It's also about actually having plenty of crude oil in an inland location of the US. Inland stocks are high on crude so WTI is in contango (prompt under outers) on the futures market. No one is living in fear of getting their next bbl of WTI but there is concern prices will be higher in the future. You can deliver Brent against a WTI contract (with penalties that make it silly in real life). But pumping WTI to the sea to deliver against Brent is damn near impossible.
On the 25th the settles were (from nymex.com -- you have to accept their disclaimer so I can't link to the data directly).

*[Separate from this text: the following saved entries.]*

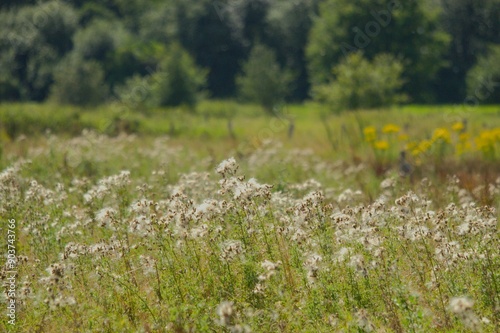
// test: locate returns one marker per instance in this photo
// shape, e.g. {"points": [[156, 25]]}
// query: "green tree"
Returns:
{"points": [[32, 41], [361, 84], [79, 82], [263, 80], [407, 30], [483, 80], [178, 81], [473, 25]]}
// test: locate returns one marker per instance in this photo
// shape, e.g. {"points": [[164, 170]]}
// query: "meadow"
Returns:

WTI RBOB (gasoline) Crack June expired $2.40 $35.6 (to July) July $65.2 $2.31 $31.8 Aug $66.62 $2.25 $27.9 Sept $67.53 $2.18 $24.0 Oct $68.26 $2.02 $16.6 Nov $68.82 $1.95 $13.1 Dec $69.26 $1.92 $11.38
I can't find similar free data on Brent
Those gasoline cracks are about lack of refinery capacity relative to demand. Demand shot through the roof the last 10 years while refining capacity has only been creeping up slowly. Lots of maintenance and accidents this spring has people up tight that we could actually have a real shortage. Also we have predictions of an ugly hurricane season. So plenty of bids and few short sellers on gasoline.